Un golpe a la felicidad familiar

Hace 18 meses, Galynn cayó enferma. No se ha hecho pública que dolencia le aqueja, pero si se intuye que es de cierta gravedad. Eso ha convertido la temporada actual en una anomalía para Brady: su madre no ha podido ir a verle jugar ni una sola vez; su padre, a un único partido.

Fue la señora Brady la que le pidió a su hijo que no siguiera litigando por el asunto #Deflategate. En ese escándalo, el QB de los Patriots fue acusado por la NFL de haber participado en el desinflado de unos balones, por debajo de lo permitido en el reglamento, para que tuvieran mejor agarre. El caso, la investigación, las filtraciones interesadas de la liga a su prensa de cabecera, fue lo suficientemente confuso como para que se tuviese que recurrir a la justicia ordinaria, donde Tom vivió, primero, una victoria y, segundo, una derrota. Cuando se disponía a seguir recurriendo, su madre le pidió que parase para estar con ella en este trance.
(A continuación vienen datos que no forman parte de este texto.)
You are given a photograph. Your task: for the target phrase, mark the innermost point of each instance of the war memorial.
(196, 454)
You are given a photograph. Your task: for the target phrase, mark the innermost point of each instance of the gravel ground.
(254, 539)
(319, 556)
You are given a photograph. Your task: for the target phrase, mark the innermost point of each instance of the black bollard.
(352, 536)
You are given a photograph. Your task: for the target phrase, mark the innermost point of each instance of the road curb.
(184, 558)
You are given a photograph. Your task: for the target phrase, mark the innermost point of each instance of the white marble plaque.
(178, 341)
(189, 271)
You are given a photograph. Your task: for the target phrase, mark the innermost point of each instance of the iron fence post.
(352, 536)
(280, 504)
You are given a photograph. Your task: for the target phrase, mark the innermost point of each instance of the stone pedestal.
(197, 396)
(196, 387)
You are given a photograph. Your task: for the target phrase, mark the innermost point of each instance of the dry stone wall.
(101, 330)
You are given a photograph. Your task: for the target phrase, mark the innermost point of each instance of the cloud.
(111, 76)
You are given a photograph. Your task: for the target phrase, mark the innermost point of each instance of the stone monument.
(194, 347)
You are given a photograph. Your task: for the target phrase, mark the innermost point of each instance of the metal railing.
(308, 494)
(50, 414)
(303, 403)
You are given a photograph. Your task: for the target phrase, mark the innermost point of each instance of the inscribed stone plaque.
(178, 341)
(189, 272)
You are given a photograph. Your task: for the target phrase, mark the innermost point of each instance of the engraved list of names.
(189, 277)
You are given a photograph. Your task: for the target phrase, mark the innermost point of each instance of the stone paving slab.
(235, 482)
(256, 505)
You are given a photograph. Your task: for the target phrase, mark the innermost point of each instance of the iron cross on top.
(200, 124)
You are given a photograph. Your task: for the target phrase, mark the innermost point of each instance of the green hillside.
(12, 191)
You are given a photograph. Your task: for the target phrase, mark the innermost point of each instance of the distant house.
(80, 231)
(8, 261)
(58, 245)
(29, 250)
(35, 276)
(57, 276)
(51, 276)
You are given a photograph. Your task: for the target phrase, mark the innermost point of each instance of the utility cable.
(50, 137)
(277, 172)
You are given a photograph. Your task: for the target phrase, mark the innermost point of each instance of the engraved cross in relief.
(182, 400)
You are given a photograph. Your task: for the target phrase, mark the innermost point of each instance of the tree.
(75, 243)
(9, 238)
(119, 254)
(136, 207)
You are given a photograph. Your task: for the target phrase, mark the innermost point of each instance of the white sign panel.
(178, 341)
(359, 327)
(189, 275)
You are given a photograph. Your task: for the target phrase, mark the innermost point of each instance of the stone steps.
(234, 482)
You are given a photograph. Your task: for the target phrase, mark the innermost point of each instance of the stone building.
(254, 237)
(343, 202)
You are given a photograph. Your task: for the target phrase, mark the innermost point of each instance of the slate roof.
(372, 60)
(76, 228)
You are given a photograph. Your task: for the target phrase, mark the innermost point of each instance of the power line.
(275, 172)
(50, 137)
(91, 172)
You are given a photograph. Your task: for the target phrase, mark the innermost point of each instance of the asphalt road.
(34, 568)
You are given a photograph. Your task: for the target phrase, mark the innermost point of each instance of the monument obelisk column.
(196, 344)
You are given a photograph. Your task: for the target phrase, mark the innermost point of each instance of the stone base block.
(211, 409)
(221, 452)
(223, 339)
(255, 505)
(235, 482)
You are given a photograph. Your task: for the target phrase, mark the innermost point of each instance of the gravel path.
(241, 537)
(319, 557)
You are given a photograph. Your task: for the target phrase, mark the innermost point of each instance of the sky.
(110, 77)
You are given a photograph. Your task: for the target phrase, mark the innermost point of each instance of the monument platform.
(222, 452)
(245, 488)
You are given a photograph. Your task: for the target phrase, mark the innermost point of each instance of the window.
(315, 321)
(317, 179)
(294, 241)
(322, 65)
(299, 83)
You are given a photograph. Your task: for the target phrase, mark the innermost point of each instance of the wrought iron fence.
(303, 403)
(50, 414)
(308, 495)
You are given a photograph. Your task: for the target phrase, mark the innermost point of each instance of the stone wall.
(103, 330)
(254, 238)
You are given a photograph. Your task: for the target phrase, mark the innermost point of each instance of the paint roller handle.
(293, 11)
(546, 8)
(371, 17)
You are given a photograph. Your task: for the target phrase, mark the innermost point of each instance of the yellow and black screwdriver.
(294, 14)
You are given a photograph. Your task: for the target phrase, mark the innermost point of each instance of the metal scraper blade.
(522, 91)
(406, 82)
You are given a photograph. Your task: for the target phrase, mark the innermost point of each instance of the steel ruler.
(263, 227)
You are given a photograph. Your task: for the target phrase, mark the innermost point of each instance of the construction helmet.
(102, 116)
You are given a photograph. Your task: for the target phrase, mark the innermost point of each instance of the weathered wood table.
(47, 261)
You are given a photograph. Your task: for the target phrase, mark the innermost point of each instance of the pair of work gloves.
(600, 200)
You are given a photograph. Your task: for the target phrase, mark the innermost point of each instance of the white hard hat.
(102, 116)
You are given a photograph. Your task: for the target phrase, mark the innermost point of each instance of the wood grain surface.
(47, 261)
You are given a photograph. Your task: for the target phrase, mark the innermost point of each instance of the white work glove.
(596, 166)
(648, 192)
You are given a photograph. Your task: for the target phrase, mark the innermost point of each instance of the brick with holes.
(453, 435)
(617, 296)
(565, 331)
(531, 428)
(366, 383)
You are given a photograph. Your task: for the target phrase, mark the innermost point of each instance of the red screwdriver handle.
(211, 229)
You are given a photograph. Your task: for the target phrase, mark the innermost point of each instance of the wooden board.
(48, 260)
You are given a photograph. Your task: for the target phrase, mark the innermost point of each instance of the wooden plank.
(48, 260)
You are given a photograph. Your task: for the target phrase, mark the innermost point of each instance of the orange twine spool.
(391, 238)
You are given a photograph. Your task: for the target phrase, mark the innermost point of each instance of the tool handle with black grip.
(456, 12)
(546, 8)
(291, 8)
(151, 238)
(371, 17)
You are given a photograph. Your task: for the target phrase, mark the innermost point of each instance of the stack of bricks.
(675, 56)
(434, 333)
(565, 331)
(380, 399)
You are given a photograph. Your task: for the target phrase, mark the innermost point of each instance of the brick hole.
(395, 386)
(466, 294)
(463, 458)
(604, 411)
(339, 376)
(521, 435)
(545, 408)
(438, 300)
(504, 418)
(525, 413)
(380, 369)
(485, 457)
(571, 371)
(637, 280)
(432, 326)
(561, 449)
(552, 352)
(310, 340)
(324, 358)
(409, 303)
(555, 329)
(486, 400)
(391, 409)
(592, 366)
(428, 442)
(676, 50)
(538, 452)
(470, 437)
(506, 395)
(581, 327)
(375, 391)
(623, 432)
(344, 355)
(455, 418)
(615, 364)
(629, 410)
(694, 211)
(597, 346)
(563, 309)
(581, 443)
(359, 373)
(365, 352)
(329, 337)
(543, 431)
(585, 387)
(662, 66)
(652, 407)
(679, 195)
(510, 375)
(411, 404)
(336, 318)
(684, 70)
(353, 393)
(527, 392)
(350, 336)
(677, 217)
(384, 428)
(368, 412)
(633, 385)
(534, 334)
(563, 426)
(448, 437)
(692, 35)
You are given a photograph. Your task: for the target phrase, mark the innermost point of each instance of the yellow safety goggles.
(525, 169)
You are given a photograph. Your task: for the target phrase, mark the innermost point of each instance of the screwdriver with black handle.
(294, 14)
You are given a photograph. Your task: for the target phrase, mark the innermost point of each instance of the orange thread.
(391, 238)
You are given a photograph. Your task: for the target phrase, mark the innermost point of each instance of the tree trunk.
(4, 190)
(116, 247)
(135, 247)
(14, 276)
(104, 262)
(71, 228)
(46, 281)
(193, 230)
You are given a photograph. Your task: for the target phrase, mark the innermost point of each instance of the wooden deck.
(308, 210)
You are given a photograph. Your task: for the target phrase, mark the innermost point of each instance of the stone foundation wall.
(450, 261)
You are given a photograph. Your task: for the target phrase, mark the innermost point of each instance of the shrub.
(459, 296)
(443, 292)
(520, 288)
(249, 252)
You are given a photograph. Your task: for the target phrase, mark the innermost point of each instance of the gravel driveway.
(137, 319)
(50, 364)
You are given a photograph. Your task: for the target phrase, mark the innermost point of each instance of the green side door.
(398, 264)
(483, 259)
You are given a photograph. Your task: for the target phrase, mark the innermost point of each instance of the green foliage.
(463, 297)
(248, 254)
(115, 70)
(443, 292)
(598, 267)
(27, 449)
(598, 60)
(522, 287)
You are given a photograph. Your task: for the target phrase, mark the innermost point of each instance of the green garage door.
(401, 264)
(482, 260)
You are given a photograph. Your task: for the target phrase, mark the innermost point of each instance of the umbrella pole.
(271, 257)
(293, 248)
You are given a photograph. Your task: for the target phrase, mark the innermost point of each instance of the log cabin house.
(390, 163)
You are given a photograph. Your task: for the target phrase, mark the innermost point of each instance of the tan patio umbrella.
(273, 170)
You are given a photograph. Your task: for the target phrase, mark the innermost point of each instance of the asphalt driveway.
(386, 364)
Tom Brady lo hizo, claro, y los New England Patriots jugaron sin él los cuatro primeros partidos de la temporada regular y los aficionados nos quedamos sin su presencia en un cuarto de la campaña, que no es poco. Ahora podemos entender que fue por una causa que no admite debate ni opinión.

Parece que Galynn está mejor. Ha podido jugar nueve hoyos de un partido de golf, una de sus grandes pasiones, y está cerca de su hijo. Es por eso que vemos a Brady con la emoción a flor de piel y, a la vez, con gesto de serenidad, esa que suele aportar la perspectiva de qué es y qué no importante en la vida de cada cual. Y es por eso que, sin género de dudas, Tom Brady quiere conseguir este anillo para regalárselo a su madre.